Quant à la nature des établissements de brahmadeya, il est difficile de les dissocier des cadres théoriques qui les expliquent, car ces derniers se contredisent parfois de manière essentielle. De plus, bien que certaines caractéristiques des brahmadeyas soient communes à l'ensemble du sous-continent, les brahmadeyas de différentes régions, sous-régions et périodes ont leurs propres spécificités. Il ne faut pas non plus oublier que tous les établissements brahmadeyas n'étaient pas le résultat de dons de terres royaux. Les brahmadeyas étaient souvent une petite proportion des établissements dans la plupart des régions.

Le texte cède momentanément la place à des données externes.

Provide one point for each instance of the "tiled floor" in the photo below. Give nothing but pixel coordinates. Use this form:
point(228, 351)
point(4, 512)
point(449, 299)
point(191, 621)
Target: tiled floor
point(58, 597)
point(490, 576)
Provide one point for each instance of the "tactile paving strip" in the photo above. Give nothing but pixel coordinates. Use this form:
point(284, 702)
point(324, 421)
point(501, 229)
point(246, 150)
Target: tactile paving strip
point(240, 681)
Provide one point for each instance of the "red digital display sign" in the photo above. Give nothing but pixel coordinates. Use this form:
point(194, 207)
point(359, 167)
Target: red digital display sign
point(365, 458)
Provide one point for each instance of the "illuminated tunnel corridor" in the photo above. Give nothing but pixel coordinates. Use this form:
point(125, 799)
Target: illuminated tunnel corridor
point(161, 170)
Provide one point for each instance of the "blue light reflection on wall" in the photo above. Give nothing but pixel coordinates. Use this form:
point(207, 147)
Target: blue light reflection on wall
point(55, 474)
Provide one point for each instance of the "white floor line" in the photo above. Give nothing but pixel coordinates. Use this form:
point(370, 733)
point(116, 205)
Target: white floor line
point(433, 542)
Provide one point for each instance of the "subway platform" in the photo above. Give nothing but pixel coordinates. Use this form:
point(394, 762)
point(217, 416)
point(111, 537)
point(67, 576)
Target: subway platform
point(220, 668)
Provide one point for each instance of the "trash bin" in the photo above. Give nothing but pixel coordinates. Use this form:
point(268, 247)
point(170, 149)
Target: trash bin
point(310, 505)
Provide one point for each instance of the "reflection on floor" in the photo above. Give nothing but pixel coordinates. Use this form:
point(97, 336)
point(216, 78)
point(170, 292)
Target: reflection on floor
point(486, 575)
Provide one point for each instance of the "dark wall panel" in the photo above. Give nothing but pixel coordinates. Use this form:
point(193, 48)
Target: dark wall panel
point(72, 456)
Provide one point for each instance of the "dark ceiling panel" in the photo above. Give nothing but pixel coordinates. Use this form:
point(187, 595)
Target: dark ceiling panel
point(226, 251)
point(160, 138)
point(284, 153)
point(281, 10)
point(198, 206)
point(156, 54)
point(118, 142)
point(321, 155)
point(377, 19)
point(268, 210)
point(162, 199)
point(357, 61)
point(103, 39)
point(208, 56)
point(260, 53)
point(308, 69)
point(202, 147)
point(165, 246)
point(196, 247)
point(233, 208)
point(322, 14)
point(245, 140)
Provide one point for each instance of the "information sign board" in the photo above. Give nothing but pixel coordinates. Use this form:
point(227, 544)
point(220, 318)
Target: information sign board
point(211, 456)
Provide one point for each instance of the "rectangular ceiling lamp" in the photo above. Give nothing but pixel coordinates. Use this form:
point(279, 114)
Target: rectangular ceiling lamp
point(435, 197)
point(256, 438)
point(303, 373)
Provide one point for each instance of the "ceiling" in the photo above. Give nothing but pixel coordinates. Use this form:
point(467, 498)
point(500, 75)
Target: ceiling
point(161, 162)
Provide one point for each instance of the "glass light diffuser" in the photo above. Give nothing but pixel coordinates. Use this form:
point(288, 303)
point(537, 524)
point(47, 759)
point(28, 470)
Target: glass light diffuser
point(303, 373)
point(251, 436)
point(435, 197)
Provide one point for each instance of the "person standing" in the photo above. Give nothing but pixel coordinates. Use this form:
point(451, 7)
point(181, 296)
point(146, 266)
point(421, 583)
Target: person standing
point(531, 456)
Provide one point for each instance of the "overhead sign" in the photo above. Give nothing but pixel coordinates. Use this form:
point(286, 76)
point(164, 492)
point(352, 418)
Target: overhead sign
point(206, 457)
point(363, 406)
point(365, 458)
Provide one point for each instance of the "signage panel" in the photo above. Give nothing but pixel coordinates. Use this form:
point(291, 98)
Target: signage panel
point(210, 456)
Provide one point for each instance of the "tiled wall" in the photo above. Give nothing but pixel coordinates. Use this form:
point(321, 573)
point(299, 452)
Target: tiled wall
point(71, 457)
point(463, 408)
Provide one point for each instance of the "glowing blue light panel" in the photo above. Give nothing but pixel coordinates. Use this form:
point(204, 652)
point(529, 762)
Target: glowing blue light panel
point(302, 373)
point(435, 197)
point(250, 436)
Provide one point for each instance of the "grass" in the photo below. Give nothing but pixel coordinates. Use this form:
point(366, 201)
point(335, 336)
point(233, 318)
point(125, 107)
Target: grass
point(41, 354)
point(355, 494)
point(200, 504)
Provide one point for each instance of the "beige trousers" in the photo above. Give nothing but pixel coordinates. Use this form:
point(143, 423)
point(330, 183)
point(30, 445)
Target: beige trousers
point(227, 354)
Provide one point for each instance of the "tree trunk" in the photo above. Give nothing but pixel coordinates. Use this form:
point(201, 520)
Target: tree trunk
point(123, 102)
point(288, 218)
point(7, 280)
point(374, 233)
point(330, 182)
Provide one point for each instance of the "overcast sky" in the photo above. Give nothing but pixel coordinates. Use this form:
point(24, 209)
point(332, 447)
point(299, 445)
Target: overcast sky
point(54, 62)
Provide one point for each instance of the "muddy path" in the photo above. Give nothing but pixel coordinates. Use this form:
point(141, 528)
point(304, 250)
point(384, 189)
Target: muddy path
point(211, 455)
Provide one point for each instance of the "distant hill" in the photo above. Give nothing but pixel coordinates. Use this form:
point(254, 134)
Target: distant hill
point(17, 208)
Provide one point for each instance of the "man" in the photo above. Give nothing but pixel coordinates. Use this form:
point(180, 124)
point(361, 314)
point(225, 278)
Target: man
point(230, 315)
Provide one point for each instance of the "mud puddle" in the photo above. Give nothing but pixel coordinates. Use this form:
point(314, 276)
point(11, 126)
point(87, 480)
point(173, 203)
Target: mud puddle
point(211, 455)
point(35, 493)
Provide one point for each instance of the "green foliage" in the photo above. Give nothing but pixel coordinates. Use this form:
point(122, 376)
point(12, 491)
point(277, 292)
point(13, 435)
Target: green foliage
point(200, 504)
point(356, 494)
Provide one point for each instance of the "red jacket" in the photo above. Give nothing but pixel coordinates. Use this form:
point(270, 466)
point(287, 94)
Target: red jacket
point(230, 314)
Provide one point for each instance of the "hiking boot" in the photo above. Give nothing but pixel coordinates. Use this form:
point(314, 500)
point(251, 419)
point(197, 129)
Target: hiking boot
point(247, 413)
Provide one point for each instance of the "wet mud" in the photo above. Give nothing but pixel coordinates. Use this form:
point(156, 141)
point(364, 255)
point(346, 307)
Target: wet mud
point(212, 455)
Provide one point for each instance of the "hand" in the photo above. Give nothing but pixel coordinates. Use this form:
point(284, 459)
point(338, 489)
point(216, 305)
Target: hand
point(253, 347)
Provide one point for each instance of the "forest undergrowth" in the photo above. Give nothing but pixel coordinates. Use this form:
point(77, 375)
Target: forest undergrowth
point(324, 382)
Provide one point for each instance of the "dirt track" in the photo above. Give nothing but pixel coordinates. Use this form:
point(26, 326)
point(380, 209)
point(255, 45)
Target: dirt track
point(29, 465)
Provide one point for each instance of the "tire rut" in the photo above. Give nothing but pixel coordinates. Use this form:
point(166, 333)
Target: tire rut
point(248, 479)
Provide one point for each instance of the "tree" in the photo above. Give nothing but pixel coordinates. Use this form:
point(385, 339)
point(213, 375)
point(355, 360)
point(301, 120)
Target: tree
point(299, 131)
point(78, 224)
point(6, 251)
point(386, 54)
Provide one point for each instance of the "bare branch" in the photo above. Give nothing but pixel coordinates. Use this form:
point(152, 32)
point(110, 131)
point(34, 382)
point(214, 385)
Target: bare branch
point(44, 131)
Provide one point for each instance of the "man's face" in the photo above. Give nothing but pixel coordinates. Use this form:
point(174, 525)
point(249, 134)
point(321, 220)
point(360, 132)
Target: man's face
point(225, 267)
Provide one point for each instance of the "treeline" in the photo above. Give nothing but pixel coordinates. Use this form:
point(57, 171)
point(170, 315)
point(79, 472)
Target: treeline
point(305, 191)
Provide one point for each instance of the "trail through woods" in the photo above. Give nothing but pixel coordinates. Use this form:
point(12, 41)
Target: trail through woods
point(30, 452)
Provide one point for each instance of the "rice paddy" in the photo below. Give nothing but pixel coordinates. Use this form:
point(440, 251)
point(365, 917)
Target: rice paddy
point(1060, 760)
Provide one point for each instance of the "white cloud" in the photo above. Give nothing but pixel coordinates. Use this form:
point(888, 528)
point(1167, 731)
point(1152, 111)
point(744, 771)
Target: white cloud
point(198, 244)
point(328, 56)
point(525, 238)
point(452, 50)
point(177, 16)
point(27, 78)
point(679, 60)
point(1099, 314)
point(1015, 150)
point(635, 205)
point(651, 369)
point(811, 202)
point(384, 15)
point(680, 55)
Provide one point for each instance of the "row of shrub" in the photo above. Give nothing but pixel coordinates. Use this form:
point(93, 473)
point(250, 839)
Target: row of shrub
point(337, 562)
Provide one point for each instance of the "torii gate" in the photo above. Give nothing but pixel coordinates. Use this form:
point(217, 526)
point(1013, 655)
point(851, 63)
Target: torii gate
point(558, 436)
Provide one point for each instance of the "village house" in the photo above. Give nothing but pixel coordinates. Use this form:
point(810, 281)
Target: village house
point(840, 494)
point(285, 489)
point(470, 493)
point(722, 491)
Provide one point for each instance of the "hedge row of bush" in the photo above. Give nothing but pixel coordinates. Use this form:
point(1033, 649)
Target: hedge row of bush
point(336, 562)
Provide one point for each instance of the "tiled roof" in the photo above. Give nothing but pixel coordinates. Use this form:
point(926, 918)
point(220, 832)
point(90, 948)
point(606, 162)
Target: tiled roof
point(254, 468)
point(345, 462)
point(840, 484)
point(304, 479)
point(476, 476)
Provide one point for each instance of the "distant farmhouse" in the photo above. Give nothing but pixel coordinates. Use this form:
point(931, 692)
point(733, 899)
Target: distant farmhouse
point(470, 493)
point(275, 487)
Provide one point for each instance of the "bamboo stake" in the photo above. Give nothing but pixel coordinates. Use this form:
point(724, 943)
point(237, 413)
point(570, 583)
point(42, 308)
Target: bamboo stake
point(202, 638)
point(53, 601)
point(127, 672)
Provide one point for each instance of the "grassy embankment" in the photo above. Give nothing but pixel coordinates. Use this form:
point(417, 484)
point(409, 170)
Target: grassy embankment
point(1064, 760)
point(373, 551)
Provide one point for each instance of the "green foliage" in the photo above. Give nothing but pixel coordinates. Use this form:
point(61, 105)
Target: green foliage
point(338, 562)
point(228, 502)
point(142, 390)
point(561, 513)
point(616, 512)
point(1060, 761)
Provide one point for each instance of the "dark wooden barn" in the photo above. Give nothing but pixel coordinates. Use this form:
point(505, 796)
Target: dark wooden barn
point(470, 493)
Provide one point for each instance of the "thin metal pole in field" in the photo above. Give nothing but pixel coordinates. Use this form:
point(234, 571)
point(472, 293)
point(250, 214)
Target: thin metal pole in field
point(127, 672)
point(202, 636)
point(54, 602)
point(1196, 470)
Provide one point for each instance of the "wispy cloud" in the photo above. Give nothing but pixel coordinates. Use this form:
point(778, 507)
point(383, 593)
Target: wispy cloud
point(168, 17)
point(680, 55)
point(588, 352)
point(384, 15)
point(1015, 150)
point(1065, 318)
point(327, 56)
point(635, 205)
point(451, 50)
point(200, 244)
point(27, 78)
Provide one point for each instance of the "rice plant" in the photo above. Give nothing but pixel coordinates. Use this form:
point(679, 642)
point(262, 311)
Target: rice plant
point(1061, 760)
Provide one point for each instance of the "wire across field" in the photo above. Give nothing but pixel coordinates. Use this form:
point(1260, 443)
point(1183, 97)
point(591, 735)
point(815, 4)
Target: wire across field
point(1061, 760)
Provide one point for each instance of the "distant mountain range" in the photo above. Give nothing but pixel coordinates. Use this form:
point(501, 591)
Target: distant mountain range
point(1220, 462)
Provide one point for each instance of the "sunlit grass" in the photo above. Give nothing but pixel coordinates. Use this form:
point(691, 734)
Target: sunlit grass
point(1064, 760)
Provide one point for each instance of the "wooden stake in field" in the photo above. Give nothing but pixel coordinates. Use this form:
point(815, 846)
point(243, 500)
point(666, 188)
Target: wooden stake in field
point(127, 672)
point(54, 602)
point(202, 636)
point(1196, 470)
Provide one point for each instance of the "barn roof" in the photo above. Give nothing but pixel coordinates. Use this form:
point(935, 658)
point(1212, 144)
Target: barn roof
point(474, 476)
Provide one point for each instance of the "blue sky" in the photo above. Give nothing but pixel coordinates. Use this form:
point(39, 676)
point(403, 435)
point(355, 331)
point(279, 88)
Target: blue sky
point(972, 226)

Les inscriptions de dons de terres indiquent parfois que ces terres étaient accompagnées de trésors cachés, de forêts et de propriétés sans héritiers. Dans de tels cas, le roi, en théorie, avait des droits sur ces biens, et le transfert de ces droits affectait les prérogatives de l'État. Il est également mentionné que les brahmadeyas ne devaient pas être interférés par l'État ou ses représentants. Certains brahmadeyas, comme dans l'Empire Chola, étaient exemptés de l'autorité des nadu (localités), ce qui les rendait pratiquement autonomes.
Cette autonomie apparente des brahmadeyas était toutefois modulée par leur relation étroite avec le roi. Parfois, les dons de terres concernaient des établissements de Brahmanes situés à la périphérie des zones agricoles, ce qui favorisait l'expansion de la culture. Cependant, la majorité des dons se faisaient dans des régions déjà cultivées. Les brahmadeyas se situaient souvent dans des zones déjà peuplées, et l'insertion des Brahmanes dans ces réseaux sociaux, économiques et culturels existants était fréquente.
Les biens donnés pouvaient varier de petites parcelles à plusieurs villages, et le nombre de bénéficiaires variait également, allant d'un seul Brahmane à plusieurs centaines. L'exemple du don de terres de l'inscription de Srichandra au Xe siècle est particulièrement frappant, où 6 000 Brahmanes ont reçu des terres, transformant toute une région en brahmapura, nommée Shrichandrapura. De telles grandes attributions soulignent la tendance à l'augmentation du nombre et de la densité des établissements brahmaniques dans certaines régions.
Les inscriptions montrent que la majorité des dons octroyaient aux bénéficiaires un statut fiscal permanent et exempté d'impôt. Les droits de collecte et de maintien des revenus étaient désormais attribués aux bénéficiaires. Les dons étaient souvent définis comme étant perpétuels, l'engagement du don étant supposé durer aussi longtemps que les étoiles, le soleil et la lune, c'est-à-dire pour l'éternité. Cela impliquait, comme cela était parfois précisé, que les droits du donateur seraient transmis à ses successeurs après sa mort.